Citi

European Open

USD saw some uptick in strength ahead of the much awaited NFP later today. US treasuries saw a slight uptick in yields. Fiscal developments for USD were seen overnight, with Democrat Chuck Schumer outlining that policymakers have reached an agreement to extend the debt ceiling to December. Headlines during the Asian session were focused around central banks, with PEN seeing a rate hike of 50bps to 1.50%, and INR seeing its policy rates maintained. Both were in line with expectations. However, INR also saw some announcements with regards tapering of its bond purchase program. PEN traded flat, while INR saw a slight dip. Lastly, we flag that CNY is back from their week long holiday today

Looking forward, NFP (13:30 BST) is at the top of the market’s minds. CAD will also see an employment report (13:30 BST). On the EM front, we see CPI prints for HUF (08:00 BST), trade balance (09:00 BST), and inflation prints for BRL (13:00 BST).

USD saw a slight uptick during Asian hours, with UST yields seeing upticks, most significantly in the front end. Equities held flat, both for Asian equities and S&P futures. Eyes are mostly on the NFP data to be released during the NY session today.

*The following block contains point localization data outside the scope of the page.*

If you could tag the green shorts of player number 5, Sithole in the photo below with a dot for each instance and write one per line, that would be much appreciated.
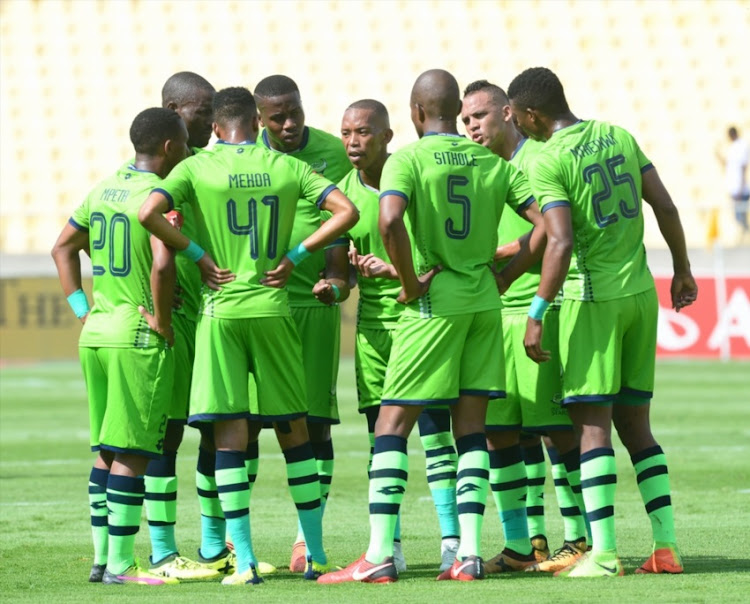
(434, 360)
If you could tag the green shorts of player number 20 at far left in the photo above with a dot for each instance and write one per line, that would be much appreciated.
(129, 390)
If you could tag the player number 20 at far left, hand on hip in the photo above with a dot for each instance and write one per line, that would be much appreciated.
(127, 361)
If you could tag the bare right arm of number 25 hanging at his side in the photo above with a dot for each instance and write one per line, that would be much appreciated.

Looking to the near-term, markets now turn their attention to Friday’s NFP report at 13:30 BST, following an improvement in Initial jobless claims yesterday. CitiFX Wire’s Xhoel Veizi notes that Initial claims printed lower to 326k (348k expected; 364k prior revised higher). Continuing claims tick down to 2714k (2766k expected, 2811k prior revised higher). Market movements following the release were fairly minimal, with eyes on NFP.

JP Morgan

G10 FX

EUR: Fixed income continues to sell off, yields buoyed by the continued ascent of commodity prices, equities hanging in well this week given the whiff of small improvement in some of the global economic data which has provided a somewhat better environment for currencies on the week, long commodity currency plays versus a combination of dollars and euros has worked reasonably well. How fast and how high yields go I guess is the question and at what point does that spill over with negative connotations for risk, the market remains quite fragile emotionally on both sides of the price, so on that basis today’s payroll will be a good barometer.

Even though this week has played out somewhat more logically in the FX space, the threat of higher yields lingers large and that remains the focus for most. I continue to run long cad in particular, alongside some aud latterly, against a mix of dollars and euros for now. Longs in CE currencies continue to frustrate as the rates markets make hay, reduced the zloty on the move back yesterday but continue to dig in a bit in czk.

The euro consolidated yesterday, downward revisions again to our growth forecasts for the region on the back of disappointing German data continues to keep the focus on the downside, obviously somewhat dependent on today’s numbers. It has not been a very exciting move, I don’t feel that participation is high but maybe that’s just the way it continues as it feels such a low conviction trade, maybe a test and break of 1.15 may bring more people into the trade, to be honest I am similar in terms of participation. Back above 1.1610 and 1.1664 and we are back in familiar ranges.